Proposal-free. The author observes that only the proposal-free method such as SSD and YOLO can converge successfully without the pre-trained models. It may be because the RoI pooling layer in the proposal based methods hinders the gradients being smoothly back-propagated from region-level to convolutional feature maps.
Deep Supervision. The central idea is to provide integrated objective function as direct supervision to the earlier hidden layers, rather than only at the output layer. These “companion” or “auxiliary” objective functions at multiple hidden layers can mitigate the “vanishing” gradients problem.
Stem Block. Motivated by Inception-v3 and v4, the author defines stem block as a stack of three $3 \times 3$ convolution layers followed by a $2 \times 2$ max pooling layer. This simple stem structure can reduce the information loss from raw input images compared with the original design in DenseNet.
Dense Prediction Structure The following figure illustrates the comparison of the plain structure (as in SSD) and the proposed dense structure in the front-end sub-network. Dense structure for prediction fuses multi-scale information for each scale. Each scale outputs the same number of channels for the prediction feature maps. In DSOD, in each scale (except scale 1), half of the feature maps are learned from the previous scale with a series of conv-layers, while the remaining half feature maps are directly down-sampled from the contiguous high-resolution feature maps.

Ablation Study

The following table shows the effectiveness of various designs on VOC 2007 test set.

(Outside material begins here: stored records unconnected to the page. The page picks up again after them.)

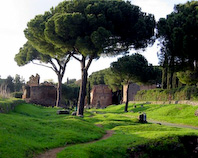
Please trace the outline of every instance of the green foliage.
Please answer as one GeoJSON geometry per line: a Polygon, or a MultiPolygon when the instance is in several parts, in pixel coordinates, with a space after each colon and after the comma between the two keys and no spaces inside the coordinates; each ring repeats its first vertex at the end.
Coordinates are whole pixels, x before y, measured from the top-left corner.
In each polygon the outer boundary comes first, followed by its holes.
{"type": "Polygon", "coordinates": [[[17,105],[24,103],[21,99],[16,98],[0,98],[0,113],[8,113],[17,105]]]}
{"type": "Polygon", "coordinates": [[[83,115],[87,71],[92,60],[101,54],[117,55],[131,47],[153,44],[155,19],[125,1],[73,0],[37,15],[27,26],[25,36],[37,51],[55,59],[73,56],[81,63],[78,112],[83,115]]]}
{"type": "Polygon", "coordinates": [[[197,71],[181,71],[177,72],[177,77],[180,82],[187,85],[195,85],[198,82],[198,73],[197,71]]]}
{"type": "Polygon", "coordinates": [[[169,67],[170,73],[184,71],[180,76],[186,74],[188,77],[185,76],[185,79],[180,77],[180,79],[181,82],[188,84],[194,83],[195,78],[186,70],[194,71],[198,60],[198,55],[194,51],[198,44],[197,6],[197,1],[178,4],[166,19],[160,19],[157,24],[158,37],[162,46],[159,54],[161,64],[164,68],[169,67]]]}
{"type": "Polygon", "coordinates": [[[117,62],[111,63],[111,71],[120,78],[122,84],[156,83],[155,80],[159,80],[161,76],[161,70],[158,67],[148,65],[145,57],[137,53],[124,56],[117,62]]]}
{"type": "Polygon", "coordinates": [[[105,84],[106,73],[107,73],[107,69],[93,72],[89,76],[90,86],[93,87],[93,85],[105,84]]]}
{"type": "Polygon", "coordinates": [[[60,58],[74,47],[83,56],[118,50],[118,41],[125,50],[131,44],[146,47],[153,41],[155,20],[124,1],[74,0],[37,15],[27,26],[25,36],[36,50],[60,58]]]}
{"type": "Polygon", "coordinates": [[[66,83],[62,85],[62,97],[67,104],[76,104],[78,101],[79,85],[75,83],[66,83]]]}
{"type": "Polygon", "coordinates": [[[123,84],[130,82],[141,82],[144,79],[145,68],[147,68],[147,60],[140,54],[124,56],[119,58],[117,62],[111,63],[111,70],[122,78],[123,84]]]}
{"type": "MultiPolygon", "coordinates": [[[[0,97],[15,97],[15,94],[22,91],[24,82],[24,79],[18,74],[15,78],[8,76],[6,79],[0,79],[0,97]]],[[[16,98],[22,98],[22,95],[18,95],[16,98]]]]}
{"type": "Polygon", "coordinates": [[[40,53],[28,41],[20,48],[19,53],[14,58],[18,66],[24,66],[34,60],[48,63],[50,59],[49,55],[40,53]]]}
{"type": "Polygon", "coordinates": [[[105,77],[105,84],[112,89],[113,92],[122,90],[122,78],[114,73],[110,68],[107,69],[105,77]]]}
{"type": "Polygon", "coordinates": [[[108,85],[108,87],[113,92],[116,92],[122,89],[121,78],[117,74],[113,73],[110,68],[93,72],[89,76],[89,81],[90,81],[91,87],[93,85],[105,84],[105,85],[108,85]]]}
{"type": "Polygon", "coordinates": [[[169,101],[169,100],[198,100],[198,88],[195,86],[184,86],[175,89],[142,90],[135,96],[136,101],[169,101]]]}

transition w/o pooling increases the number of dense blocks without reducing the final feature map resolution. hi-comp factor in Transition Layers is the factor to reduce feature maps. wide bottlenect means more channels in bottleneck layers. wide 1st conv-layer means that that more channels are kept in the first conv-layer. big growth rate is a parameter used in DenseNet to increase the number of channels in the dense block.

Some Ideas

If we train Faster R-CNN in non-approximate joint training way, maybe we can also train the detector from scratch.